Katya Muraviova and her daughter Sasha arrived to the United States in July as part of the Uniting for Ukraine program.

KNOXVILLE, Tenn. — Katya Muraviova and her daughter Sasha lived a simple yet beautiful life in their home country of Ukraine.

"We were happy," Muraviova said. "For example, my family lived together. Also, my daughter could go to school and meet her friends every day."

But that simple life came crashing down when Russia invaded Ukraine last February.

"Everything was destroyed," she said. "We were afraid, really scared about everything and a lot of people died in our country."

So the mother-daughter duo was forced to trade the streets of Ukraine for the playgrounds at Lakeshore Park in Knoxville.

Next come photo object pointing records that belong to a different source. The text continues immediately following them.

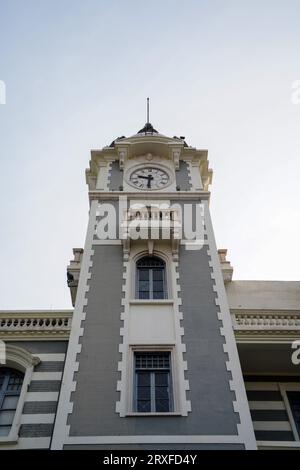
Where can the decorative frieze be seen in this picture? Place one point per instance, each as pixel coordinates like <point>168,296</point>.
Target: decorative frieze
<point>31,324</point>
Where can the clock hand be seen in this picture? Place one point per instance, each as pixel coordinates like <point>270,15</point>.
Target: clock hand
<point>149,178</point>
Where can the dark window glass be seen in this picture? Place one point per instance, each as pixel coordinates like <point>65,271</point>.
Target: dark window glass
<point>153,385</point>
<point>294,400</point>
<point>151,282</point>
<point>10,388</point>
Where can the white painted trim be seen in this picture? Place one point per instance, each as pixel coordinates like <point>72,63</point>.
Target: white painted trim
<point>107,242</point>
<point>65,406</point>
<point>37,418</point>
<point>152,302</point>
<point>42,396</point>
<point>176,439</point>
<point>195,177</point>
<point>266,405</point>
<point>271,426</point>
<point>290,387</point>
<point>46,375</point>
<point>28,443</point>
<point>174,377</point>
<point>241,406</point>
<point>103,176</point>
<point>124,385</point>
<point>183,385</point>
<point>278,444</point>
<point>20,359</point>
<point>52,357</point>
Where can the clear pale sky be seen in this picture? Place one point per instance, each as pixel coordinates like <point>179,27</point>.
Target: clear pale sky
<point>77,74</point>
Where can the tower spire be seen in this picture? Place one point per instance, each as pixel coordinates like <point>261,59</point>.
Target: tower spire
<point>148,121</point>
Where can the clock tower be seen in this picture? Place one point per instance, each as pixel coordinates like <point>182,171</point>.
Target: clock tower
<point>152,361</point>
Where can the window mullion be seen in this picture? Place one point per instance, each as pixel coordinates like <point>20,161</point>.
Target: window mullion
<point>150,283</point>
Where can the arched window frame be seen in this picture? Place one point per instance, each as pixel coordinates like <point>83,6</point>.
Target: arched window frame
<point>20,360</point>
<point>164,275</point>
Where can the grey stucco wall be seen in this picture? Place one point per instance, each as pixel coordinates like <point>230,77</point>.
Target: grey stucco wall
<point>95,396</point>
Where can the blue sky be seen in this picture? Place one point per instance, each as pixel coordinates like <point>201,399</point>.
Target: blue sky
<point>77,75</point>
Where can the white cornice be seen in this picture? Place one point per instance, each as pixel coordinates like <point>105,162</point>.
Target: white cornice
<point>192,195</point>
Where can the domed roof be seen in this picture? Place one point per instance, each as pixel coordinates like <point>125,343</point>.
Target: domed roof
<point>148,129</point>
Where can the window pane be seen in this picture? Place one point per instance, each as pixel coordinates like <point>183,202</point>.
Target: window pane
<point>10,403</point>
<point>143,286</point>
<point>15,383</point>
<point>143,379</point>
<point>162,392</point>
<point>157,274</point>
<point>162,406</point>
<point>144,274</point>
<point>143,393</point>
<point>4,430</point>
<point>144,406</point>
<point>144,295</point>
<point>158,295</point>
<point>158,286</point>
<point>161,379</point>
<point>6,417</point>
<point>294,399</point>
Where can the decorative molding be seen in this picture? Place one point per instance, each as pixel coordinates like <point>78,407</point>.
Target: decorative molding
<point>240,404</point>
<point>150,439</point>
<point>21,325</point>
<point>65,405</point>
<point>19,359</point>
<point>122,403</point>
<point>112,195</point>
<point>184,386</point>
<point>279,326</point>
<point>266,322</point>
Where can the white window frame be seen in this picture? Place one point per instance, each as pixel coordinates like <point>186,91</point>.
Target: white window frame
<point>152,384</point>
<point>290,387</point>
<point>18,359</point>
<point>168,280</point>
<point>150,269</point>
<point>131,380</point>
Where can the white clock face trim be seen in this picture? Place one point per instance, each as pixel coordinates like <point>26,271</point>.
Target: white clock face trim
<point>149,178</point>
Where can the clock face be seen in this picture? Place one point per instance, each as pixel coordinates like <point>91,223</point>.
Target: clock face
<point>149,178</point>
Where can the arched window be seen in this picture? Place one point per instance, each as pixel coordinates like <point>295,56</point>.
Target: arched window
<point>151,278</point>
<point>11,381</point>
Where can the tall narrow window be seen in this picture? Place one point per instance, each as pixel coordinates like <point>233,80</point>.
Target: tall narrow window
<point>151,278</point>
<point>294,400</point>
<point>10,388</point>
<point>153,391</point>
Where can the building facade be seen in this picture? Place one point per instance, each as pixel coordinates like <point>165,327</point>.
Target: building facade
<point>162,350</point>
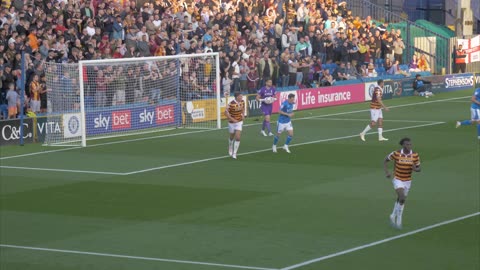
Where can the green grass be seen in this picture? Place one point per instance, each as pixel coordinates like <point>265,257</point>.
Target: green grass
<point>263,210</point>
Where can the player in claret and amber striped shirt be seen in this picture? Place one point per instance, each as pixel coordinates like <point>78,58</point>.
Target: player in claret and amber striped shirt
<point>235,114</point>
<point>406,161</point>
<point>376,106</point>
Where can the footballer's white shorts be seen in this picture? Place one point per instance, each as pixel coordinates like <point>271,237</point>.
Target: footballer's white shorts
<point>376,114</point>
<point>232,127</point>
<point>475,113</point>
<point>281,127</point>
<point>402,184</point>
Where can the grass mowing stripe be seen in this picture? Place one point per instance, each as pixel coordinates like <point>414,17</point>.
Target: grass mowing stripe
<point>200,131</point>
<point>134,257</point>
<point>295,266</point>
<point>270,149</point>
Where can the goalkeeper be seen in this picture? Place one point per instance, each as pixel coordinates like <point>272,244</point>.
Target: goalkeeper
<point>266,95</point>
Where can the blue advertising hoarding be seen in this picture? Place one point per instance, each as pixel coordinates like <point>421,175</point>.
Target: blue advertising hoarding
<point>128,119</point>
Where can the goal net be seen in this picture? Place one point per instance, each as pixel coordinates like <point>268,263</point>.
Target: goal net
<point>116,97</point>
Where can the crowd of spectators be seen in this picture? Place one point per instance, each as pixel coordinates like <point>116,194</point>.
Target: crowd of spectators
<point>291,42</point>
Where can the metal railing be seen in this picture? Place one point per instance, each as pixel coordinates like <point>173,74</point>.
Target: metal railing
<point>418,39</point>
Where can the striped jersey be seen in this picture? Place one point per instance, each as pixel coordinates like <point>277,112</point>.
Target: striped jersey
<point>376,96</point>
<point>236,109</point>
<point>404,163</point>
<point>476,94</point>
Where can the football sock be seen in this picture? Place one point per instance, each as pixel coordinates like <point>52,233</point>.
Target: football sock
<point>400,211</point>
<point>394,212</point>
<point>287,141</point>
<point>366,129</point>
<point>236,144</point>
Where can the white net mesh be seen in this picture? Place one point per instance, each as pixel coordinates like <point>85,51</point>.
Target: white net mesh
<point>131,96</point>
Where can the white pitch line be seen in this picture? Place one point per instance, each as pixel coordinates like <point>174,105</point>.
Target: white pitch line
<point>270,149</point>
<point>210,130</point>
<point>295,266</point>
<point>368,120</point>
<point>135,257</point>
<point>61,170</point>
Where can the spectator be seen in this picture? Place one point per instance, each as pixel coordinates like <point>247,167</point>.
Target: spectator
<point>423,63</point>
<point>398,47</point>
<point>413,66</point>
<point>326,79</point>
<point>422,87</point>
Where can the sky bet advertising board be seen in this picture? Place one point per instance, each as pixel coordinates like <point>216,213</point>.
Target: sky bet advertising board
<point>130,119</point>
<point>459,82</point>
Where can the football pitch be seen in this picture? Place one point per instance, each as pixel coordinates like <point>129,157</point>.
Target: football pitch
<point>176,200</point>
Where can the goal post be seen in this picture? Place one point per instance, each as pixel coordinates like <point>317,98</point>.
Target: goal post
<point>118,97</point>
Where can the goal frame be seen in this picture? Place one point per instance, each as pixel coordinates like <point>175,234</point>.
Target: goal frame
<point>83,63</point>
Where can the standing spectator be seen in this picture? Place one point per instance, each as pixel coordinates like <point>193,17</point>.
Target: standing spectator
<point>265,69</point>
<point>236,74</point>
<point>388,48</point>
<point>100,94</point>
<point>460,57</point>
<point>35,90</point>
<point>13,101</point>
<point>226,83</point>
<point>398,47</point>
<point>423,63</point>
<point>413,67</point>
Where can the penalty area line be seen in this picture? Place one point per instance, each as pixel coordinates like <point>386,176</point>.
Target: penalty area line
<point>295,266</point>
<point>134,257</point>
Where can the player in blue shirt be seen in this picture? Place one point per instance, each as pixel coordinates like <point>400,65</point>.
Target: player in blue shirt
<point>285,123</point>
<point>268,91</point>
<point>475,112</point>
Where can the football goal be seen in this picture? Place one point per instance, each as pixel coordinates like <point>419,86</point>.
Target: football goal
<point>118,97</point>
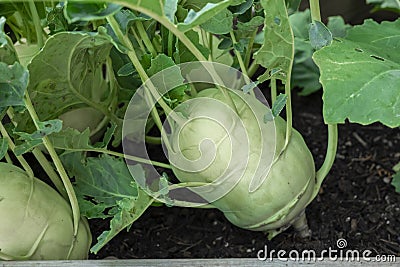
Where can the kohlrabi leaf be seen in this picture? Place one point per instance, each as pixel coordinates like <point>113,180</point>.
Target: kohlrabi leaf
<point>276,53</point>
<point>393,5</point>
<point>319,35</point>
<point>71,71</point>
<point>174,78</point>
<point>195,18</point>
<point>13,83</point>
<point>3,147</point>
<point>337,26</point>
<point>170,8</point>
<point>105,188</point>
<point>79,11</point>
<point>360,75</point>
<point>126,18</point>
<point>221,23</point>
<point>242,8</point>
<point>32,140</point>
<point>183,54</point>
<point>8,54</point>
<point>292,6</point>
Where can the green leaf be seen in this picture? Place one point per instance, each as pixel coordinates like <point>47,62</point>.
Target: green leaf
<point>78,11</point>
<point>360,75</point>
<point>170,8</point>
<point>247,28</point>
<point>8,54</point>
<point>319,35</point>
<point>171,78</point>
<point>126,70</point>
<point>126,18</point>
<point>183,54</point>
<point>277,108</point>
<point>3,147</point>
<point>69,72</point>
<point>13,82</point>
<point>337,26</point>
<point>194,18</point>
<point>32,140</point>
<point>277,49</point>
<point>105,188</point>
<point>221,23</point>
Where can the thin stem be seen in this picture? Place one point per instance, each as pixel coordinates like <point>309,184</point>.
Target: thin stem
<point>138,40</point>
<point>48,169</point>
<point>253,68</point>
<point>36,22</point>
<point>60,168</point>
<point>170,43</point>
<point>11,145</point>
<point>250,49</point>
<point>238,55</point>
<point>273,90</point>
<point>153,140</point>
<point>8,159</point>
<point>145,37</point>
<point>315,11</point>
<point>43,162</point>
<point>329,157</point>
<point>145,79</point>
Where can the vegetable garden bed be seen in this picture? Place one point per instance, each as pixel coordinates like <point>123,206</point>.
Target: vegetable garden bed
<point>141,116</point>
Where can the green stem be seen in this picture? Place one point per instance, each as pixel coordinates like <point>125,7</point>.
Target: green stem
<point>11,145</point>
<point>8,159</point>
<point>250,49</point>
<point>253,68</point>
<point>332,128</point>
<point>48,169</point>
<point>43,162</point>
<point>153,140</point>
<point>315,11</point>
<point>273,90</point>
<point>238,55</point>
<point>36,22</point>
<point>170,43</point>
<point>60,168</point>
<point>145,38</point>
<point>139,40</point>
<point>124,39</point>
<point>329,157</point>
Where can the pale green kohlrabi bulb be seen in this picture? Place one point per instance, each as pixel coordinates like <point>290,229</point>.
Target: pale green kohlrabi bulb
<point>36,222</point>
<point>286,180</point>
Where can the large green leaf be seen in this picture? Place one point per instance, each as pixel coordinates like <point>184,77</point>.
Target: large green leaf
<point>361,75</point>
<point>7,51</point>
<point>393,5</point>
<point>75,11</point>
<point>105,188</point>
<point>69,72</point>
<point>13,83</point>
<point>276,53</point>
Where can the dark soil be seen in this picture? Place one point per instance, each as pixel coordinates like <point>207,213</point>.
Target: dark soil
<point>356,203</point>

They came to the United States as part of the Uniting for Ukraine program, which provides a pathway for Ukrainian citizens and their immediate family members who are outside the U.S. to come to the country and stay temporarily in a two-year period of parole.

Muraviova said, though, adjusting to life in Knoxville hasn't been easy. Her husband and her parents are still in Ukraine, so she hopes to be able to return there sometime soon.

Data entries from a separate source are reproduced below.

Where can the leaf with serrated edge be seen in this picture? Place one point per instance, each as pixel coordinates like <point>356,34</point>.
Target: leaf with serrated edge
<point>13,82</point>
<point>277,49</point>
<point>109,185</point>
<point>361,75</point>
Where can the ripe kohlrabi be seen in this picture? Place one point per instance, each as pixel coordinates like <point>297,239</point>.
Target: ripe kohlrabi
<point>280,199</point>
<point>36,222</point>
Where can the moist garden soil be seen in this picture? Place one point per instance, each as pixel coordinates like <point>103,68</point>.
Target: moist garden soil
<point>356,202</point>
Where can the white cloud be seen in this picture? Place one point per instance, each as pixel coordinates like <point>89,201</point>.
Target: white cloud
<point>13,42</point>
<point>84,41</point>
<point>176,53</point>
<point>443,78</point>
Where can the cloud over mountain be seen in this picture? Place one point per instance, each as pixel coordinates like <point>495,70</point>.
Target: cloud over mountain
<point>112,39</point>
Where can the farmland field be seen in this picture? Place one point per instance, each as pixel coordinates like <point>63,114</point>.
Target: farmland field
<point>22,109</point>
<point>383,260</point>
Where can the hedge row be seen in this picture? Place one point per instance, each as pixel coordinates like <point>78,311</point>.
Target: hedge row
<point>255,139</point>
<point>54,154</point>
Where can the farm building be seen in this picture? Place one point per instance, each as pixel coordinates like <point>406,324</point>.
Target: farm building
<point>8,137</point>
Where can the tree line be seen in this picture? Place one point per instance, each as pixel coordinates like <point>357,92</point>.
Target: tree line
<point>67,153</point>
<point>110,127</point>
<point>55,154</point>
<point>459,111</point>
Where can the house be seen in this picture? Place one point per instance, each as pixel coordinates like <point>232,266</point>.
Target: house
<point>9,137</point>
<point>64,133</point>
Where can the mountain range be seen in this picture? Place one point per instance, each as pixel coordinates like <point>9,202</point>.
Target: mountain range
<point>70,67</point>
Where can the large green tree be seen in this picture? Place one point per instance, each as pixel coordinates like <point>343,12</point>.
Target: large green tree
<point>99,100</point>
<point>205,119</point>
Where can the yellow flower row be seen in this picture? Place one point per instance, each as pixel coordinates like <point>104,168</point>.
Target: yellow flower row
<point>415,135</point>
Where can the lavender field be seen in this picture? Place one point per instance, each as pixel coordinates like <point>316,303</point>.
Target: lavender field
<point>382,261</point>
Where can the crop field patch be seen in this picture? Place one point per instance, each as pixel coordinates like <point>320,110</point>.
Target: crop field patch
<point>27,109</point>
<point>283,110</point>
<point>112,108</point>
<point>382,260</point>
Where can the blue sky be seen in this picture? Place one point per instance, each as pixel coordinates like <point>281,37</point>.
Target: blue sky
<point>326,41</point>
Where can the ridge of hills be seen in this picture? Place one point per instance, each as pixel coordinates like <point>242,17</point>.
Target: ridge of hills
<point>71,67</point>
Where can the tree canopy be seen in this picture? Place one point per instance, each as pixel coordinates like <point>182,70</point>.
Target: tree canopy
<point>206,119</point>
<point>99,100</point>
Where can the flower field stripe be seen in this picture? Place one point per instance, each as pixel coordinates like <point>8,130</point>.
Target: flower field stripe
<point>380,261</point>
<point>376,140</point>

Regardless, she said she is grateful for the help she has received from groups like Bridge Refugee Services and from volunteers. 

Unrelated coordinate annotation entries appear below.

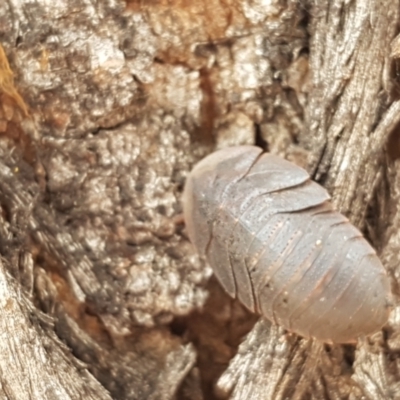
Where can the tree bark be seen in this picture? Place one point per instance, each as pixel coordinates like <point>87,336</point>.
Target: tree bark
<point>105,106</point>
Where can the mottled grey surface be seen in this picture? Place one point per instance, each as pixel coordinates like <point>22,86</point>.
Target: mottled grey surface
<point>123,99</point>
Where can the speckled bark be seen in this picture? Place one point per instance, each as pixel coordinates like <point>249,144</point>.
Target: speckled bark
<point>104,297</point>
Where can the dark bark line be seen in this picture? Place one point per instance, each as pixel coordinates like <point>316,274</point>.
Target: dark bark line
<point>351,110</point>
<point>349,116</point>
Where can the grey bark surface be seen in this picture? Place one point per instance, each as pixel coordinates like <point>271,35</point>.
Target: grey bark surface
<point>102,294</point>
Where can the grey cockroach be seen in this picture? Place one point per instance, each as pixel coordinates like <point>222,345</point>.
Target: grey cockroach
<point>275,242</point>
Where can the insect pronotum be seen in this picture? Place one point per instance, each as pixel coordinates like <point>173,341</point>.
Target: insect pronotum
<point>275,242</point>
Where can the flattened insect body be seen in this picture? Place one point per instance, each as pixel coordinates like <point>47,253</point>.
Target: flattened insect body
<point>275,242</point>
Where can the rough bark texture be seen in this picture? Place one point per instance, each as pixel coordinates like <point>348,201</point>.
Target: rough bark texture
<point>113,102</point>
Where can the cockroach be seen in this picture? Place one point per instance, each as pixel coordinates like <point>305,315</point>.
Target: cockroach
<point>276,243</point>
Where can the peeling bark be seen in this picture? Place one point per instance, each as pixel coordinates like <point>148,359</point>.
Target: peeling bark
<point>103,295</point>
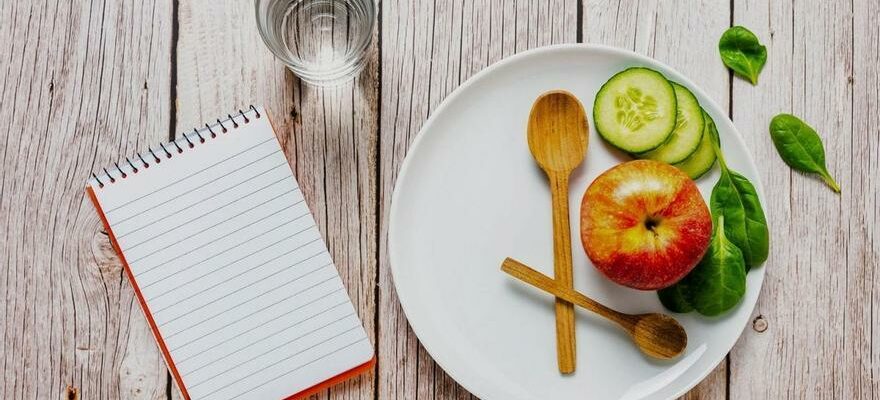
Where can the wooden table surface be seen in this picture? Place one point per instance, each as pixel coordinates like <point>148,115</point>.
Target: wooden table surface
<point>85,83</point>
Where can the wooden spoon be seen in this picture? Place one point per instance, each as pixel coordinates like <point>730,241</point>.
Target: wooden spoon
<point>557,136</point>
<point>656,335</point>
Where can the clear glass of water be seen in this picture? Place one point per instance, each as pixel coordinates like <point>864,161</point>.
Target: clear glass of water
<point>324,42</point>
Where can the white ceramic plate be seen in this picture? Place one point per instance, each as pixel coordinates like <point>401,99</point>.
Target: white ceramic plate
<point>469,194</point>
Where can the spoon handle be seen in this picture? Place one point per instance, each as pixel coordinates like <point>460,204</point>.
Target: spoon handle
<point>562,271</point>
<point>528,275</point>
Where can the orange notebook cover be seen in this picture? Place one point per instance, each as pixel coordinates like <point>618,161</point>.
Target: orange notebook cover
<point>229,267</point>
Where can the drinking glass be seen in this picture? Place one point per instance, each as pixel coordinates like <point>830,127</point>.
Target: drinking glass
<point>324,42</point>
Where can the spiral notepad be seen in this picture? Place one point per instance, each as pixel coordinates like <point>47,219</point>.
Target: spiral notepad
<point>230,270</point>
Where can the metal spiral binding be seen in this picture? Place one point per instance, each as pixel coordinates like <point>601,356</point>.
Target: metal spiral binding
<point>110,177</point>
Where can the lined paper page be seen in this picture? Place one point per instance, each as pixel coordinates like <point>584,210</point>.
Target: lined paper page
<point>232,268</point>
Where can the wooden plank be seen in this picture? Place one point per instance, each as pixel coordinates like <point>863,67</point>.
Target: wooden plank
<point>82,84</point>
<point>820,297</point>
<point>428,49</point>
<point>684,35</point>
<point>329,136</point>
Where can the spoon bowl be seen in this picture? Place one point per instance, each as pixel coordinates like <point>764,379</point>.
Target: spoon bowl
<point>656,335</point>
<point>557,135</point>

"They help us and they found an art class for my daughter, for example," she said. "Also, I have a problem. I have never driven a car and they help me with that."

Muraviova and her daughter actually got to celebrate their first American Thanksgiving last week.

"I tried for the first time in my life stuffing with corn," Muraviova said while laughing. "Yes, it is unusual and it is tasty."

The duo is now gearing up to celebrate its first Christmas in East Tennessee.

"It will be very beautiful and now I can see a lot of Christmas stuff in the shops," she said. "And I think happiness is in the air, so, you know, it makes me happy and I am glad to be here, to be close to people who celebrate this holiday."

And with the situation back home in Ukraine, Muraviova will use all of the happiness she can get. Despite all of that, she said she is extra thankful this year because both her daughter and herself got another chance at life.

"I am thankful that we can be part of another community life," she said. "It is important to be close to another people, good people."